La lingua disonesta. In un suo
saggio sull’educazione, Neil Postman sosteneva che la cosa davvero
importante era insegnare non tanto ad essere intelligenti, quanto a non
essere stupidi, e che quindi una buona didattica avrebbe dovuto mirare,
più che a riempire la testa degli studenti di buone idee e buone
abitudini, a togliere dalla testa degli studenti le idee e le abitudini
dimostrabilmente sbagliate o sciocche. Se questo è vero, un’ora di
lettura in classe della circolare MIUR del 27/11/2014, un’ora di lingua disonesta, potrebbe giovare più di un’ora di Manzoni, e certamente più di tante regole astratte su come si scrive e non si scrive.

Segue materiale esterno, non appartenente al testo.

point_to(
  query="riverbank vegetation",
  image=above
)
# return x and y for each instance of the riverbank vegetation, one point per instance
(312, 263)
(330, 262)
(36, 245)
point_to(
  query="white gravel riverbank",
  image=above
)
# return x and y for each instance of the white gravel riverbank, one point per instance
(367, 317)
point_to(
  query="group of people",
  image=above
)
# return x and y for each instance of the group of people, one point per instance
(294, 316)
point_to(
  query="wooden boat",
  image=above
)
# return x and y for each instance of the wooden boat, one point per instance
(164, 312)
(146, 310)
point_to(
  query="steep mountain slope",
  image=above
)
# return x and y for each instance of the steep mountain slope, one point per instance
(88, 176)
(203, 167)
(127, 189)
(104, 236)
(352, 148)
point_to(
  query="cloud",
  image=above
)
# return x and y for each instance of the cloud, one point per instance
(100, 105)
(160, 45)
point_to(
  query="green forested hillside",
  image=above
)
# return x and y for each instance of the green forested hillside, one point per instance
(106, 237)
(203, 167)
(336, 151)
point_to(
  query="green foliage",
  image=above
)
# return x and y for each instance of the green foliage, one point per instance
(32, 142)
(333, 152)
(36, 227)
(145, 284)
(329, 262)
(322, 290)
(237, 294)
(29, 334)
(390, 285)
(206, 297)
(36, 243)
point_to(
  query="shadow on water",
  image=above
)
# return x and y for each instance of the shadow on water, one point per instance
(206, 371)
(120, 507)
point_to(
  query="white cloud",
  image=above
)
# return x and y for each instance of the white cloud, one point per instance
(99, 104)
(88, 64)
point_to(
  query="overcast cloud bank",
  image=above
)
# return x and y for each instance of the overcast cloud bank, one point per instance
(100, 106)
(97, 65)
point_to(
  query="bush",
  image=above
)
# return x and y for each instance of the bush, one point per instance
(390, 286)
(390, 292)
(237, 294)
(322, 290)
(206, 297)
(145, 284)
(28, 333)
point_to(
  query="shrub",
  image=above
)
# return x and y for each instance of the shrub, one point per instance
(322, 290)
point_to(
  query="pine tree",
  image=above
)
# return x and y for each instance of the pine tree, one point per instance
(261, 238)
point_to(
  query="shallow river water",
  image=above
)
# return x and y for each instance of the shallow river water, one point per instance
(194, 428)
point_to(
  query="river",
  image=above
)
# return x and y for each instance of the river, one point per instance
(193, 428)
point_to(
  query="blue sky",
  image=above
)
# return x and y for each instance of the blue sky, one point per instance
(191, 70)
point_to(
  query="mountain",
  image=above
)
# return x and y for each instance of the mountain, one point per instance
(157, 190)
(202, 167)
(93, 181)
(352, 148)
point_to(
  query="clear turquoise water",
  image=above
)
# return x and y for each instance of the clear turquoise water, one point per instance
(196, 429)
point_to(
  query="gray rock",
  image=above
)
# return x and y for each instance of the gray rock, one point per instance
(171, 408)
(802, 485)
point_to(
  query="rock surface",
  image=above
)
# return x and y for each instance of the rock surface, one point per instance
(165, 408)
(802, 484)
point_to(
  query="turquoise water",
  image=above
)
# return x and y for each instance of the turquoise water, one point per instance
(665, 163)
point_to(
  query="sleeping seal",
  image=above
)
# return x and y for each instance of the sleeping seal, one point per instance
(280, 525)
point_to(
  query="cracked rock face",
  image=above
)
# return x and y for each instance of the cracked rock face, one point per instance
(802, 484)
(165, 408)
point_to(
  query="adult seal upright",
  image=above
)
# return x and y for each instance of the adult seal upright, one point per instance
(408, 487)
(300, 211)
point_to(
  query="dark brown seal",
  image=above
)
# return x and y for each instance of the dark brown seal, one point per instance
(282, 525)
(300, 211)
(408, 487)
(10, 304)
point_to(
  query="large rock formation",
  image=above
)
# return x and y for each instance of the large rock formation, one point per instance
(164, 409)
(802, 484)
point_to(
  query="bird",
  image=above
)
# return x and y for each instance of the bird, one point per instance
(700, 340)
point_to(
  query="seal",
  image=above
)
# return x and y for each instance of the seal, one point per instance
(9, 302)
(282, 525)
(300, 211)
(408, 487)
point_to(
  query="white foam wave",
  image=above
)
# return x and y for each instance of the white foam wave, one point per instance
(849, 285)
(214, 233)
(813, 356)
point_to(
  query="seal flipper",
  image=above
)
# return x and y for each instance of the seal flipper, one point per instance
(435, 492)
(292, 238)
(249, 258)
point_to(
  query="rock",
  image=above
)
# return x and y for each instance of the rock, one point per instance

(Nel frattempo, suggerirei al ministro
Giannini, che prima di essere ministro è una glottologa, di convocare la
Direttrice Generale del Ministero, dottoressa Maria Maddalena Novelli, e
di rileggere insieme a lei piano piano, parola per parola, solecismo
per solecismo, la circolare suddetta, che la dottoressa Novelli ha
firmato, così come l’hanno dovuta leggere tutti i dirigenti scolastici
d’Italia, una mattina della scorsa settimana).